- Episode no.: Season 6 Episode 8
- Directed by: Peter Werner
- Written by: Todd Milliner; Nick Peet;
- Cinematography by: Eliot Rockett
- Editing by: George Pilkinton
- Production code: 608
- Original air date: February 24, 2017
- Running time: 42 minutes

Guest appearances
- Geoffrey Blake as Victor Shelley; George Newbern as Julian Levy; Vik Sahay as Sanji Raju; Alla Korot as Dasha Karpushin;

Episode chronology
| ← Previous "Blind Love" | Next → "Tree People" |
- Grimm season 6

= The Son Also Rises (Grimm) =

"The Son Also Rises" is the eighth episode of season 6 of the supernatural drama television series Grimm and the 118th episode overall, which premiered on February 24, 2017, on the cable network NBC. The episode was written by Todd Milliner and Nick Peet and was directed by Peter Werner. In the episode, Eve is attacked from the other side of the mirror and Nick decides to stay with her. Meanwhile, Hank and Wu investigate the murders of scientists, discovering that the murders are related to an experiment to resurrect a man's son.

The episode received positive reviews from critics, who praised the character development but some criticized it for not advancing enough story, which has been another point of criticism for the last episodes.

==Plot==

Eve (Bitsie Tulloch) decides to stay at the spice shop, but she's once again attacked from the other side of a mirror, and Monroe (Silas Weir Mitchell) and Rosalee (Bree Turner) find her unconscious in the morning. While Nick (David Giuntoli) sits at her bedside in the hospital, Hank (Russell Hornsby) and Wu (Reggie Lee) investigate the killings of several scientists, that leads them to uncover a Frankenstein-type experiment involving Wesen body parts to revive a scientist's son. Meanwhile, Renard (Sasha Roiz) tries to decipher the tunnel symbols that Diana drew, and his contact tells him part of it is some kind of prophecy.

==Reception==
===Viewers===
The episode was viewed by 4.01 million people, earning a 0.8/3 in the 18-49 rating demographics on the Nielson ratings scale, ranking third on its timeslot and ninth for the night in the 18-49 demographics, behind Dateline NBC, a rerun of Blue Bloods, Dr. Ken, 20/20, MacGyver, Hawaii Five-0, Last Man Standing, and Shark Tank. This was a 3% decrease in viewership from the previous episode, which was watched by 3.92 million viewers with a 0.8/3. This means that 0.8 percent of all households with televisions watched the episode, while 3 percent of all households watching television at that time watched it. With DVR factoring in, the episode was watched by 6.09 million viewers and had a 1.5 ratings share in the 18-49 demographics.

===Critical reviews===
"The Son Also Rises" received positive reviews. Les Chappell from The A.V. Club wrote, "Grimms checked off a lot of the major myths in five-plus years, but there a few of the big ones that it's steered away from, either due to overuse in other adaptations or difficulty fitting to it into this universe. But if 'The Son Also Rises' is any indication, it's possible there's a third option, and they're saving the best for last. The show tackles the Frankenstein myth and does a bang-up job of doing so, embracing both the terror and the loneliness that exists within it. They may as well bring on Dracula at this point. (No, not that one.)"

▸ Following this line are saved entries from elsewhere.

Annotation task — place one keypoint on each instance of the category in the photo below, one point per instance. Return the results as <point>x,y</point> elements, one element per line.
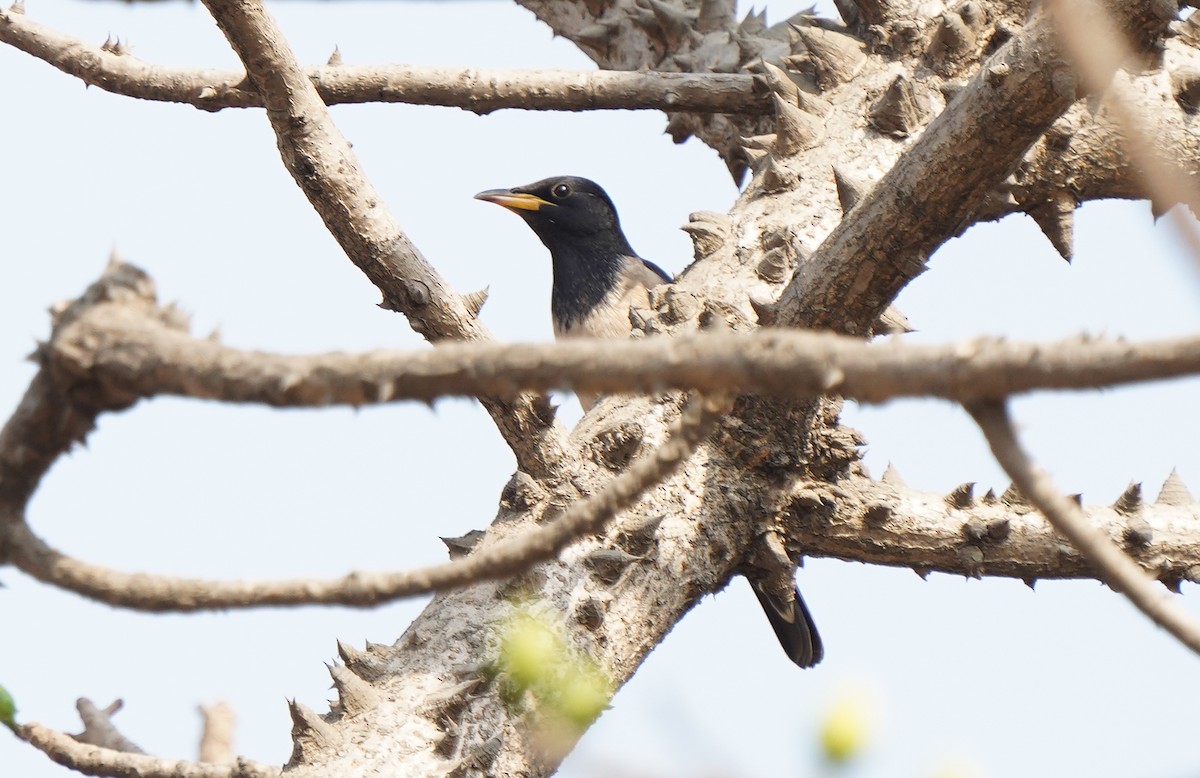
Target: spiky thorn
<point>961,496</point>
<point>775,178</point>
<point>715,15</point>
<point>1174,491</point>
<point>311,735</point>
<point>777,265</point>
<point>765,310</point>
<point>753,24</point>
<point>609,564</point>
<point>795,130</point>
<point>1186,85</point>
<point>952,42</point>
<point>1013,496</point>
<point>835,58</point>
<point>462,545</point>
<point>850,190</point>
<point>1129,502</point>
<point>780,83</point>
<point>354,695</point>
<point>892,477</point>
<point>898,112</point>
<point>709,231</point>
<point>679,126</point>
<point>1056,219</point>
<point>474,301</point>
<point>676,24</point>
<point>365,665</point>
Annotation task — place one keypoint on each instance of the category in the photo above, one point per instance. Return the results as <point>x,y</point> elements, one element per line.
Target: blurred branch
<point>1113,567</point>
<point>327,171</point>
<point>479,90</point>
<point>139,351</point>
<point>493,560</point>
<point>216,737</point>
<point>94,760</point>
<point>935,187</point>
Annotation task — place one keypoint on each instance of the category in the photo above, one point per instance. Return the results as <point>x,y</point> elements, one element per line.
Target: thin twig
<point>502,558</point>
<point>477,89</point>
<point>1098,51</point>
<point>1113,566</point>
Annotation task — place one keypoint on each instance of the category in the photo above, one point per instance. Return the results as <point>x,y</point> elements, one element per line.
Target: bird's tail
<point>793,626</point>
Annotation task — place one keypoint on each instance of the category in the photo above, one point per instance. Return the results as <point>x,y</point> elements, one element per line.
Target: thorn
<point>1138,533</point>
<point>709,231</point>
<point>877,514</point>
<point>1013,496</point>
<point>753,24</point>
<point>961,496</point>
<point>676,24</point>
<point>1129,501</point>
<point>1056,219</point>
<point>474,301</point>
<point>1186,84</point>
<point>765,310</point>
<point>594,35</point>
<point>715,15</point>
<point>1174,491</point>
<point>760,143</point>
<point>777,265</point>
<point>892,477</point>
<point>835,58</point>
<point>311,735</point>
<point>678,127</point>
<point>850,189</point>
<point>610,564</point>
<point>796,130</point>
<point>354,695</point>
<point>898,112</point>
<point>952,41</point>
<point>465,544</point>
<point>780,83</point>
<point>775,178</point>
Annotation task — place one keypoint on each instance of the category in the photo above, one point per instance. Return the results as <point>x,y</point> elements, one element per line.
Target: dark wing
<point>793,627</point>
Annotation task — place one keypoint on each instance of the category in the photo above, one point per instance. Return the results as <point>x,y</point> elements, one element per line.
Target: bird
<point>597,279</point>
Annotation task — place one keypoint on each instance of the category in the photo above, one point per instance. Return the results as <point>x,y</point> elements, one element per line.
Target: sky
<point>965,677</point>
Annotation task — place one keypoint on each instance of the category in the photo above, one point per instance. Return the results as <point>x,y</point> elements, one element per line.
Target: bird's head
<point>562,209</point>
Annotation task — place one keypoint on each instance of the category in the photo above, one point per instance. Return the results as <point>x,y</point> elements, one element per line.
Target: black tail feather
<point>793,627</point>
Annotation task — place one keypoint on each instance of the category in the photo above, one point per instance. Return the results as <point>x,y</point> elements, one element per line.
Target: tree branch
<point>1114,567</point>
<point>136,351</point>
<point>93,760</point>
<point>479,90</point>
<point>325,168</point>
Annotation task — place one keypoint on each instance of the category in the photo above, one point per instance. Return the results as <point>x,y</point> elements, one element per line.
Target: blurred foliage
<point>539,671</point>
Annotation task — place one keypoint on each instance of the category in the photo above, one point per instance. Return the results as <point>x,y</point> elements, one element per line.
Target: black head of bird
<point>598,275</point>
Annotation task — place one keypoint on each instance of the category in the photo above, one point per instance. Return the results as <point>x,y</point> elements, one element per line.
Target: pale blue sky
<point>1068,680</point>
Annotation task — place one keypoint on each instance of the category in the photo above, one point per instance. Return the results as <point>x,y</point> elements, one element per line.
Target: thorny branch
<point>325,168</point>
<point>1113,566</point>
<point>477,89</point>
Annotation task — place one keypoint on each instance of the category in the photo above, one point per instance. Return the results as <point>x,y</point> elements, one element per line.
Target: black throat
<point>586,270</point>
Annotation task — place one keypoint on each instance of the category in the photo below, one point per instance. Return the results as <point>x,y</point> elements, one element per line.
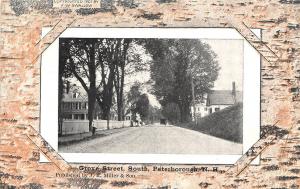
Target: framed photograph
<point>149,104</point>
<point>161,94</point>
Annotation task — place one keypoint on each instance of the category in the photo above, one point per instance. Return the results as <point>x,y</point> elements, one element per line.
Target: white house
<point>217,100</point>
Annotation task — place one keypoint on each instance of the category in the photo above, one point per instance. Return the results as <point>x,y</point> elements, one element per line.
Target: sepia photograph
<point>150,96</point>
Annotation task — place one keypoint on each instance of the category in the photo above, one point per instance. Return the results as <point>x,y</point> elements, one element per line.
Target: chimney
<point>233,92</point>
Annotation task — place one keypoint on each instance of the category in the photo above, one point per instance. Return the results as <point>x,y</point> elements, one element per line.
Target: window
<point>82,116</point>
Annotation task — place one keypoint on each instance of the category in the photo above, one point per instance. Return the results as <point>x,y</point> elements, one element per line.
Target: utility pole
<point>193,96</point>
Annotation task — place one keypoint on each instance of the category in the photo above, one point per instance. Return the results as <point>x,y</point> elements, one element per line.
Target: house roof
<point>223,97</point>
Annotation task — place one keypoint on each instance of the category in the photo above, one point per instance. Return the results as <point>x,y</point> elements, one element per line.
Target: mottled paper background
<point>21,22</point>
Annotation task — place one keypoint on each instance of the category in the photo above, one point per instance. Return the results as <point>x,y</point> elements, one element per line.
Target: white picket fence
<point>82,126</point>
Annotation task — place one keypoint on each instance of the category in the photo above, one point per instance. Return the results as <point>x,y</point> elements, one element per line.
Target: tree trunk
<point>60,96</point>
<point>92,89</point>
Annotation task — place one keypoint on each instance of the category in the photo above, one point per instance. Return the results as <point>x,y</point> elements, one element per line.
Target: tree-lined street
<point>157,140</point>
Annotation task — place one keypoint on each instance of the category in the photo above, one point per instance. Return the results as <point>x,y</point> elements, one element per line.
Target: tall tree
<point>176,64</point>
<point>63,74</point>
<point>122,60</point>
<point>107,58</point>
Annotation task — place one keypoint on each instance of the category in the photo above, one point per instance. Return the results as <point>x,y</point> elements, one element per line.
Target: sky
<point>229,55</point>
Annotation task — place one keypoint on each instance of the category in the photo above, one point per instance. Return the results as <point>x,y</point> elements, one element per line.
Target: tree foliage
<point>177,63</point>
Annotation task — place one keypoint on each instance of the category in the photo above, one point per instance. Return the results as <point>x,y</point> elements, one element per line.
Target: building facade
<point>216,100</point>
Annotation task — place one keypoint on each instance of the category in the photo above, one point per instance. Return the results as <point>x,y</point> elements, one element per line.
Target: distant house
<point>75,106</point>
<point>217,100</point>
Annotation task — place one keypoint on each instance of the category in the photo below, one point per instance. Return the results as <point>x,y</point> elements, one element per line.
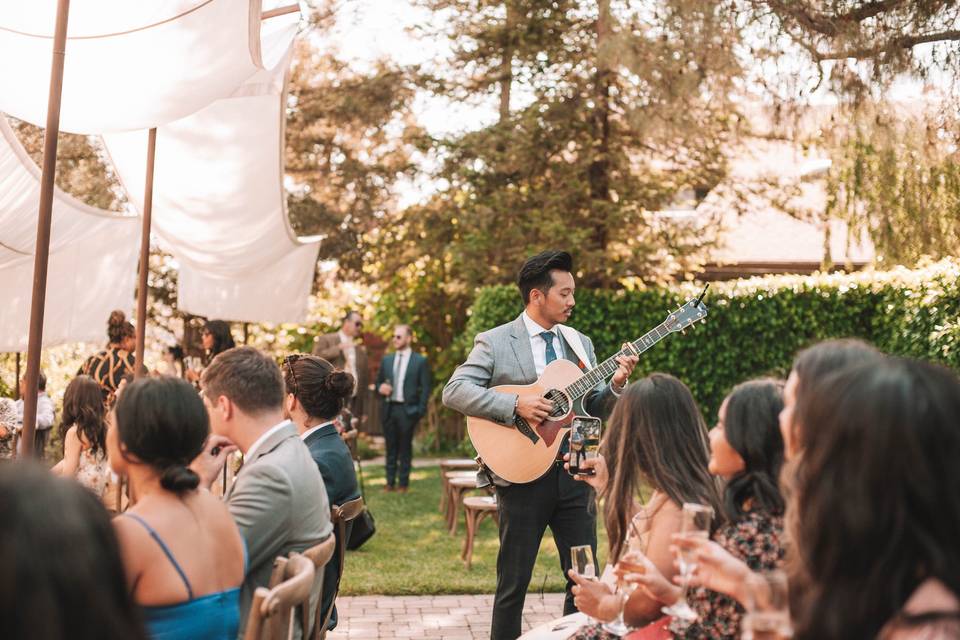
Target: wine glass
<point>769,615</point>
<point>581,559</point>
<point>696,524</point>
<point>630,561</point>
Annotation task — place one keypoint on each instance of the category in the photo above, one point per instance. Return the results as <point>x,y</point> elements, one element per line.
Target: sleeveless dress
<point>215,616</point>
<point>93,471</point>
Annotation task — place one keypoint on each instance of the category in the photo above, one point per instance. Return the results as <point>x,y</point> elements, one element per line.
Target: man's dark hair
<point>251,380</point>
<point>535,272</point>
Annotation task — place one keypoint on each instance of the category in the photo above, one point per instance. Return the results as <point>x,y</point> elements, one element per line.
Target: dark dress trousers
<point>340,478</point>
<point>400,418</point>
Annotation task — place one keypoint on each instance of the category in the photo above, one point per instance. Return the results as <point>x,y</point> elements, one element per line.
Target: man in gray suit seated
<point>277,499</point>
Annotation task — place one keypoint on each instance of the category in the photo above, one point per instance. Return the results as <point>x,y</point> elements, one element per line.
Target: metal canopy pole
<point>139,368</point>
<point>42,252</point>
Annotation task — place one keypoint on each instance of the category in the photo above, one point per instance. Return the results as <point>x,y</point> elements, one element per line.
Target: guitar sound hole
<point>561,404</point>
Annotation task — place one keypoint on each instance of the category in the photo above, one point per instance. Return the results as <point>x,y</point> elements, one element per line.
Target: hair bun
<point>179,478</point>
<point>117,318</point>
<point>339,383</point>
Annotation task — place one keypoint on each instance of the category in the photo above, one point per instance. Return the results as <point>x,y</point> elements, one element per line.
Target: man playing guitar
<point>517,353</point>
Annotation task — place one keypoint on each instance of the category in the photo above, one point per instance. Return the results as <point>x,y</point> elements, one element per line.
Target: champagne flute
<point>696,524</point>
<point>769,617</point>
<point>581,560</point>
<point>631,561</point>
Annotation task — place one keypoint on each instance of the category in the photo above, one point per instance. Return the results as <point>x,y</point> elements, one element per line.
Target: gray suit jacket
<point>503,355</point>
<point>280,505</point>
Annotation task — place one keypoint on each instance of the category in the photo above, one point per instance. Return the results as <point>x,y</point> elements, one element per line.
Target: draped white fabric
<point>93,257</point>
<point>219,205</point>
<point>129,65</point>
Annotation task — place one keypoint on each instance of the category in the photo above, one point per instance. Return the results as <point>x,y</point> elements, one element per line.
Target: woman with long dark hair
<point>746,452</point>
<point>656,442</point>
<point>84,432</point>
<point>215,339</point>
<point>61,575</point>
<point>316,394</point>
<point>878,503</point>
<point>109,367</point>
<point>183,553</point>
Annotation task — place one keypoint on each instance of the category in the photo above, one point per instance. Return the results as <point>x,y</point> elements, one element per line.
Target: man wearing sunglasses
<point>403,383</point>
<point>344,350</point>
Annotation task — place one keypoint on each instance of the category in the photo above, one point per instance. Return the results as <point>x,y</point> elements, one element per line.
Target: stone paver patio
<point>450,617</point>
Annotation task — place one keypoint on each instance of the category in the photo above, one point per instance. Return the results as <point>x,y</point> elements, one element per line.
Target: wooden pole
<point>16,383</point>
<point>145,254</point>
<point>44,218</point>
<point>280,11</point>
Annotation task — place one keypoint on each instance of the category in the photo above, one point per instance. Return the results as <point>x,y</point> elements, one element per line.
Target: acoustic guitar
<point>525,453</point>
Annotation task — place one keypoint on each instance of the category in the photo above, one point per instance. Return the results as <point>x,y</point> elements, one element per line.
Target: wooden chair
<point>453,465</point>
<point>341,516</point>
<point>271,609</point>
<point>457,488</point>
<point>319,555</point>
<point>475,509</point>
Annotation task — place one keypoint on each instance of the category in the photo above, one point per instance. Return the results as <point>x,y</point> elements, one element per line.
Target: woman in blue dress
<point>183,554</point>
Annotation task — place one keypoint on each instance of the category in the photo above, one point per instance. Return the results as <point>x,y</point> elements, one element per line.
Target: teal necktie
<point>548,339</point>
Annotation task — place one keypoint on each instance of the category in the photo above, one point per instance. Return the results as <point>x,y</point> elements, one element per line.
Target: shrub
<point>755,326</point>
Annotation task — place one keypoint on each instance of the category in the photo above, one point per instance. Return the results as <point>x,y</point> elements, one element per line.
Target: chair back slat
<point>271,609</point>
<point>341,515</point>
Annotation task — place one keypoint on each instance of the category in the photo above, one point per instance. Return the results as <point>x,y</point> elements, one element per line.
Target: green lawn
<point>413,554</point>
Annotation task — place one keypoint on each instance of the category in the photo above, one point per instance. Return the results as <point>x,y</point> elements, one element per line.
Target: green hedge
<point>756,326</point>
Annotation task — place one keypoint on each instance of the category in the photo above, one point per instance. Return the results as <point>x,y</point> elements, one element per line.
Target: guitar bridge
<point>524,427</point>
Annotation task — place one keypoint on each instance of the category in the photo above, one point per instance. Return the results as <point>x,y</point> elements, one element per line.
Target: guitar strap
<point>572,336</point>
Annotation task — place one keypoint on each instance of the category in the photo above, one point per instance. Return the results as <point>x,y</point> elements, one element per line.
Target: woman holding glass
<point>746,451</point>
<point>656,443</point>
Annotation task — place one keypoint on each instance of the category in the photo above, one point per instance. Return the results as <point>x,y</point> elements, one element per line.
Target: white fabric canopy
<point>93,257</point>
<point>219,205</point>
<point>129,65</point>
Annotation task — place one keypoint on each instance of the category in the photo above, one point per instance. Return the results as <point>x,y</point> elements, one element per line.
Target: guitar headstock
<point>691,312</point>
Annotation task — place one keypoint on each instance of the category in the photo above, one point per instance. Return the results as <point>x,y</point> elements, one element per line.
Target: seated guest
<point>878,514</point>
<point>182,551</point>
<point>656,440</point>
<point>316,393</point>
<point>61,575</point>
<point>9,424</point>
<point>84,443</point>
<point>717,569</point>
<point>110,366</point>
<point>278,499</point>
<point>746,452</point>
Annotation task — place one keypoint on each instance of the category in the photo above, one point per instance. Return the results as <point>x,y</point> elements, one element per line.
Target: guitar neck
<point>605,369</point>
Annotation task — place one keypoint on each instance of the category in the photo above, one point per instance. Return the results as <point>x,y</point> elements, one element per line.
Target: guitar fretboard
<point>605,369</point>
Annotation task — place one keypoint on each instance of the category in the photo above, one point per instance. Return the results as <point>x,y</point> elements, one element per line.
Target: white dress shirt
<point>539,345</point>
<point>404,355</point>
<point>252,451</point>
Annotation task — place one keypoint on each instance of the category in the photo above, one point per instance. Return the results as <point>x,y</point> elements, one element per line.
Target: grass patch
<point>413,554</point>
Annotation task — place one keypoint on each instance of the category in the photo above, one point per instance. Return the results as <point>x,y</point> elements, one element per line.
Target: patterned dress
<point>757,539</point>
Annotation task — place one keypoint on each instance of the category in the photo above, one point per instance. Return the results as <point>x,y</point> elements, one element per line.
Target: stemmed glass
<point>630,561</point>
<point>581,560</point>
<point>769,617</point>
<point>696,524</point>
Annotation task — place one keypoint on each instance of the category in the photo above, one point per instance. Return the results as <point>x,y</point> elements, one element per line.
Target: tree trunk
<point>506,64</point>
<point>599,172</point>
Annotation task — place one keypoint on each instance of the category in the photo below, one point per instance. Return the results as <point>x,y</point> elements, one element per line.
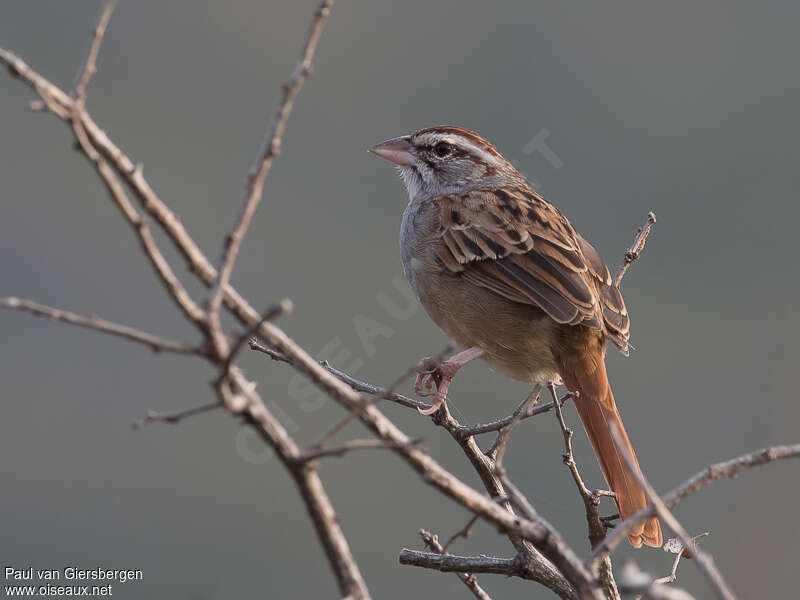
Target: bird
<point>506,276</point>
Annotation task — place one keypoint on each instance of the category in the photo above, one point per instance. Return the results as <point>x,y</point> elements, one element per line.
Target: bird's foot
<point>441,374</point>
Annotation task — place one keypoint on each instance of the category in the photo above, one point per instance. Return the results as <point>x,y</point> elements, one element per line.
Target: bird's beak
<point>398,150</point>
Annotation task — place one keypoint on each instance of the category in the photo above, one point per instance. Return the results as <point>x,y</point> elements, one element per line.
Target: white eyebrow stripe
<point>464,143</point>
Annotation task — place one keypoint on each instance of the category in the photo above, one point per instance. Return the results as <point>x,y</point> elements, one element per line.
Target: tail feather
<point>597,410</point>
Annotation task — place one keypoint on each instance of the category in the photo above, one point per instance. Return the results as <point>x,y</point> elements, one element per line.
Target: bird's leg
<point>442,374</point>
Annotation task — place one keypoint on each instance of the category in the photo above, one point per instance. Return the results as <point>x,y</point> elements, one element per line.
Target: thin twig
<point>498,448</point>
<point>464,532</point>
<point>704,561</point>
<point>273,312</point>
<point>633,580</point>
<point>173,418</point>
<point>375,399</point>
<point>498,424</point>
<point>591,502</point>
<point>680,553</point>
<point>90,66</point>
<point>728,468</point>
<point>591,499</point>
<point>453,563</point>
<point>255,185</point>
<point>155,343</point>
<point>359,444</point>
<point>632,253</point>
<point>432,542</point>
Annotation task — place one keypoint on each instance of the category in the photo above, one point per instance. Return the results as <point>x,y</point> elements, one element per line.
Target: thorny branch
<point>432,542</point>
<point>704,560</point>
<point>591,502</point>
<point>728,468</point>
<point>542,555</point>
<point>155,343</point>
<point>258,174</point>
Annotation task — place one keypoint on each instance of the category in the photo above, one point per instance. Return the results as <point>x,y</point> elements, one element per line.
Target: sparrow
<point>505,275</point>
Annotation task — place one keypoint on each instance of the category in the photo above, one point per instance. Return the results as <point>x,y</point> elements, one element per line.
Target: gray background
<point>685,108</point>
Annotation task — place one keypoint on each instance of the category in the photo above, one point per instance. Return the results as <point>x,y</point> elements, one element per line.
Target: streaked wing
<point>516,244</point>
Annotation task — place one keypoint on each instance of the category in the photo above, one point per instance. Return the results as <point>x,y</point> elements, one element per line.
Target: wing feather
<point>514,243</point>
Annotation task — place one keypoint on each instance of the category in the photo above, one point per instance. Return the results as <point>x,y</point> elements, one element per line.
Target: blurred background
<point>688,109</point>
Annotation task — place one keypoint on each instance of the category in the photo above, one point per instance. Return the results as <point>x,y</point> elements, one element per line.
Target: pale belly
<point>516,337</point>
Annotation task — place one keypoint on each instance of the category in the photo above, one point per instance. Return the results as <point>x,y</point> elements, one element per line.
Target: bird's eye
<point>442,149</point>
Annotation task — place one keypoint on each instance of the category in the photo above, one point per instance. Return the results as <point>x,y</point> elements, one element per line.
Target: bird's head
<point>445,160</point>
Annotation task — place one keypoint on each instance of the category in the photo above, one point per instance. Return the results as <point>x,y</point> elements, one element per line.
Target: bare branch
<point>452,563</point>
<point>728,468</point>
<point>704,560</point>
<point>464,532</point>
<point>388,392</point>
<point>432,542</point>
<point>315,498</point>
<point>680,552</point>
<point>591,500</point>
<point>497,425</point>
<point>173,418</point>
<point>359,444</point>
<point>90,66</point>
<point>498,447</point>
<point>591,503</point>
<point>155,343</point>
<point>632,580</point>
<point>273,312</point>
<point>632,253</point>
<point>258,174</point>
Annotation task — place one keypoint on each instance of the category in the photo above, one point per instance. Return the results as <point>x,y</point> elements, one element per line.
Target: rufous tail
<point>586,374</point>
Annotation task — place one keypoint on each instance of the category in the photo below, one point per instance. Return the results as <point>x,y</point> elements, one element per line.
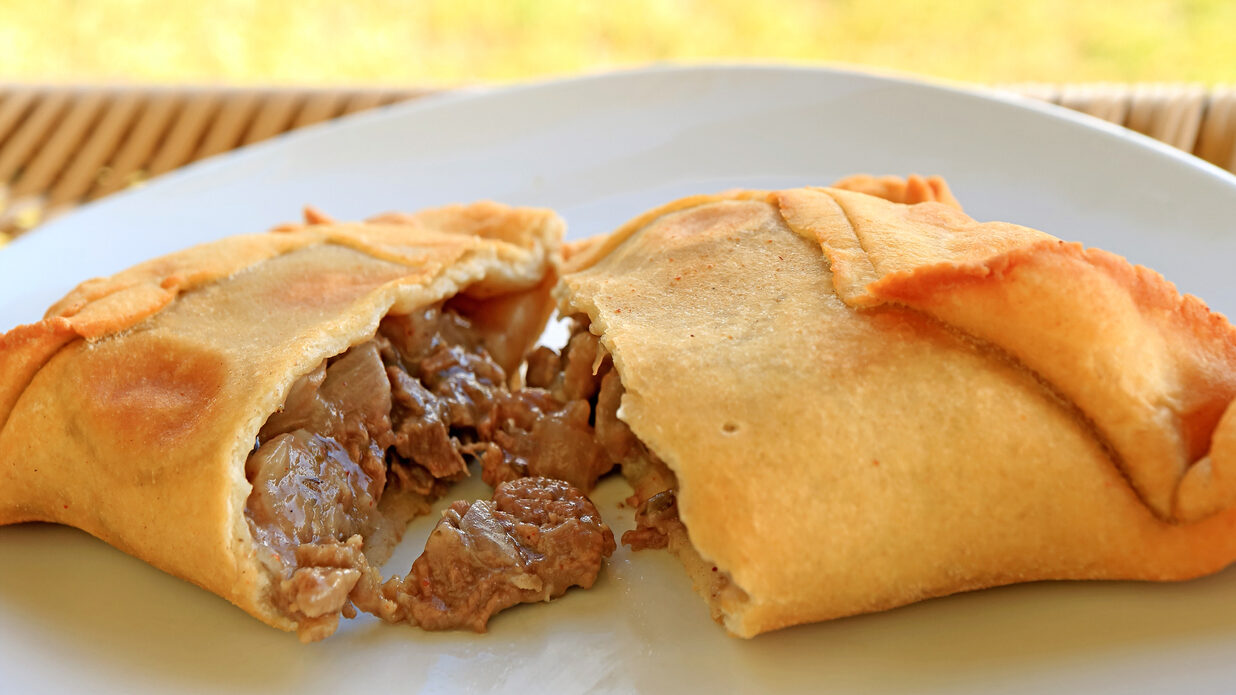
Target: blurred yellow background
<point>450,42</point>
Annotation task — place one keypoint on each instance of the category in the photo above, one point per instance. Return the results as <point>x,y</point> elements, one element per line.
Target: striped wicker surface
<point>63,146</point>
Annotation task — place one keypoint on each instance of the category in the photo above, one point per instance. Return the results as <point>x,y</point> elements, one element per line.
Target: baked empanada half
<point>247,413</point>
<point>839,403</point>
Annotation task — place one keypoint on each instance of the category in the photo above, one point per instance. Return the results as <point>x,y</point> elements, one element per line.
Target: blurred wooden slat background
<point>62,146</point>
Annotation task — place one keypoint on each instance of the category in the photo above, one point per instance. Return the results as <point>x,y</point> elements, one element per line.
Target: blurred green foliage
<point>446,42</point>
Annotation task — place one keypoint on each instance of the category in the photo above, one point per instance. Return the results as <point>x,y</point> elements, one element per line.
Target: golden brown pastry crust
<point>868,403</point>
<point>130,409</point>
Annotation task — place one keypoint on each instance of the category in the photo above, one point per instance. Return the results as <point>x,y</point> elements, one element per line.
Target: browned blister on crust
<point>865,403</point>
<point>130,409</point>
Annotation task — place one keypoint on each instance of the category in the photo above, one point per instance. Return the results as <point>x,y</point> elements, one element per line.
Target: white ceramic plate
<point>79,616</point>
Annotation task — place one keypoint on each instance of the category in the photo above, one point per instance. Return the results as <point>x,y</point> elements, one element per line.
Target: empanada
<point>838,403</point>
<point>246,413</point>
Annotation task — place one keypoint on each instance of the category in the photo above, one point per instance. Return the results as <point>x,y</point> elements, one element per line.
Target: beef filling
<point>537,538</point>
<point>403,413</point>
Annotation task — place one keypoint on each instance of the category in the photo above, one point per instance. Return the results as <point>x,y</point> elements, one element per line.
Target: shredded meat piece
<point>653,521</point>
<point>532,542</point>
<point>541,437</point>
<point>407,411</point>
<point>423,435</point>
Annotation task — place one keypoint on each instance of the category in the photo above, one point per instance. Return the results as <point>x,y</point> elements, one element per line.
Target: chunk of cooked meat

Kathleen Wiedel from TV Fanatic, gave a 2 star rating out of 5, stating: "I confess: I had a really, really hard time deciding what grade to give Grimm Season 6 Episode 8 because I was just too busy laughing my head off. It was just so difficult to take 'The Son Also Rises' with any amount of seriousness, particularly as a person with a degree in English and a modicum of scientific understanding."

Sara Netzley from EW gave the episode a "B−" rating and wrote, "Overall, it was a clever twist on the Frankenstein story to give Wesen limbs to an unsuspecting human, even if that aspect may have felt a little glossed over as the police struggled to unravel a mystery that most of the audience had already figured out. Still, it's yet another example of Grimm putting its own spin on a familiar tale, which it's done so effectively for six seasons."

TV.com, wrote, "Overall, 'The Son Also Rises' was another one of those episodes where the creative team gets it into their heads to start doing a riff on some classic sci-fi/horror trope and goes for it. There are a few minor subplot elements, but absolutely nothing happens to move the story arc along in this episode. I suppose Renard gets brought in a little closer to the loop, but since he's a) playing catchup with what we the viewers know the other characters, and b) there isn't that much to know, it's kind of a lot of work for a pretty minimal payoff. Soon Renard will be only slightly less ignorant than he is now, and still not know anything. Umm, yay?"

Christine Horton of Den of Geek wrote, "The show finishes with Eve prophecising on what life-changing event the symbols could be predicting, stating: 'We don't have a lot of time left before it gets here.' No, you don't! The show's finale is in a month's time, people. Can we please forget about the weekly Wesen storylines and start focusing on the big stuff now?"